45 postes vont être supprimés cette année à la répression des fraudes, qui en a déjà perdu 1000 les quinze dernières années.

Toujours un coup de retard

Le dispositif prévoit heureusement des contrôles publics pour traquer les fraudes ou les défaillances… sauf que ceux-ci sont en recul ! Le collègue censé faire les contrôles dans l’usine Lactalis est parti et n’a pas été correctement remplacé, raconte Jean-Philippe Simon, enquêteur dans la Sarthe pour la répression des fraudes (DGCCRF). L’attribution a été donnée à la direction régionale à Nantes. Mais si on éloigne de plus en plus les contrôleurs des sites de production, ça ne peut mener qu’à des dérives ! On s’est rendu compte après coup que Lactalis ne transmettait pas ses données de contrôle.

Syndiqué CGT, l’agent déplore en premier lieu le manque de moyens humains : 45 postes vont être supprimés cette année à la DGCCRF, qui en a déjà perdu 1000 les quinze dernières années. Sur les 2800 restant, seuls 2200 enquêtent sur le terrain, dans tous les secteurs de la consommation, des casques de motos aux fruits et légumes. C’est la misère absolue, dans certains départements ruraux nous sommes quatre agents de terrain ! assure Jean-Philippe Simon, qui doit de plus en plus se contenter de contrôler… l’autocontrôle, c’est-à-dire de vérifier les rapports d’analyse fournis par les entreprises elles-mêmes. On part sur de la vérification après accident, on n’a plus le temps d’aller voir les établissements avant, regrette l’agent public.

Il y a un problème de moyens humains phénoménal, mais nous demandons aussi la reconstruction d’une chaîne verticale de commandement, explique Emmanuel Paillusson, secrétaire général de Solidaires CCRF, le syndicat majoritaire. Les contrôles sont en effet assurés par deux administrations différentes : la DGCCRF, dépendante du ministère des Finances, et la Direction générale de l’alimentation, dépendante du ministère de l’Agriculture.

En plus de parfois se marcher sur les pieds, les agents doivent rendre des comptes à des directions régionales pas toujours en accord avec les souhaits des ministères.
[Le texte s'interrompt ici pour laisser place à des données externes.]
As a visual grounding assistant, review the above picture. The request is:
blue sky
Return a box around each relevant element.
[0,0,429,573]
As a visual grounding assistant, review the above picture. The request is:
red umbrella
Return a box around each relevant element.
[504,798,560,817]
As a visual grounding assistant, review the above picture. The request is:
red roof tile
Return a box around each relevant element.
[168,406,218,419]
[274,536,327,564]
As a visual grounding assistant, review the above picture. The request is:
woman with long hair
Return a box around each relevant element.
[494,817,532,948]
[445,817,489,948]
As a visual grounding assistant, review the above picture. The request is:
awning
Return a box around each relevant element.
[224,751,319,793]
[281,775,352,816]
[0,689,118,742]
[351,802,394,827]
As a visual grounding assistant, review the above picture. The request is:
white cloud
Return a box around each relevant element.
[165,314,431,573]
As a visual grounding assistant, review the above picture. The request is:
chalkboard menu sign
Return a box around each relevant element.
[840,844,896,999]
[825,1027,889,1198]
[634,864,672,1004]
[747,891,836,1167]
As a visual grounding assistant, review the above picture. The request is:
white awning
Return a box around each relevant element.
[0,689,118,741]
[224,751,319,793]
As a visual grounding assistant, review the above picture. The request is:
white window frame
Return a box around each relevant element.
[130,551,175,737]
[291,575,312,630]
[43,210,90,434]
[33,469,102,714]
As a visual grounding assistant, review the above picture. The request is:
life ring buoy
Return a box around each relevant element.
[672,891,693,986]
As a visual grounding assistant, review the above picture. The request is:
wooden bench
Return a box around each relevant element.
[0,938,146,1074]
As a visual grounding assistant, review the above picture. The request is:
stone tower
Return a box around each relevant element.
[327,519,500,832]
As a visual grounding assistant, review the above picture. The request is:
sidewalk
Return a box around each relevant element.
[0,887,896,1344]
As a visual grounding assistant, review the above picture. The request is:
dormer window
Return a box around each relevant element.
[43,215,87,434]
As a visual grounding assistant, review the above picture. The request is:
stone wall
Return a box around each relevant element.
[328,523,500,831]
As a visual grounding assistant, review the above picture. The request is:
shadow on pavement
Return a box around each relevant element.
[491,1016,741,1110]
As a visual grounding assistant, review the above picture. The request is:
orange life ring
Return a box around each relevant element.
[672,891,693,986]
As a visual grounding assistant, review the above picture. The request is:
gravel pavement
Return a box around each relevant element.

Il y a un problème d’efficacité depuis la mise en place de ce système en 2009, assure le syndicaliste. Si le gouvernement actuel semble tenté par une restructuration bienvenue des services, il prévoit aussi une petite révolution qui effraie les agents : la délégation des contrôles à des opérateurs privés. L’externalisation des contrôles, pour nous c’est quelque chose de fou. Est-ce que l’entreprise qui va faire les contrôles va communiquer des analyses négatives, au risque de froisser son commanditaire ?, se demande Emmanuel Paillusson. La mesure, si elle devait s’appliquer à tous les restaurants, risque de créer des petits scandales Lactalis dans tout le pays. On est dans une société où il faut faire confiance aux entreprises. D’accord, mais comment leur refaire confiance après ces affaires ?
Il n’y a même pas de sanction prévue lorsque les entreprises ne font pas leurs autocontrôles !

Des peines ridicules

Foodwatch préconise un renforcement drastique des peines encourues par les fraudeurs. Il n’y a même pas de sanction prévue lorsque les entreprises ne font pas leurs autocontrôles !, déplore Karine Jacquemart. Accusé de défaut d’alerte après un contrôle préoccupant, le laboratoire Eurofins, 4 milliards d’euros de chiffre d’affaires visé en 2019, risque… 750 euros d’amende. Jean-Philippe Simon se souvient d’un temps où toutes les infractions liées à la consommation passaient au tribunal : Les journalistes étaient présents, ça passait dans le journal du lendemain, il y avait l’exemplarité de la peine. Maintenant la plupart passent discrètement en amendes administratives, et certains peuvent se croire en toute impunité. C’était le temps, pas si lointain, où la peur n’avait pas encore changé de camp.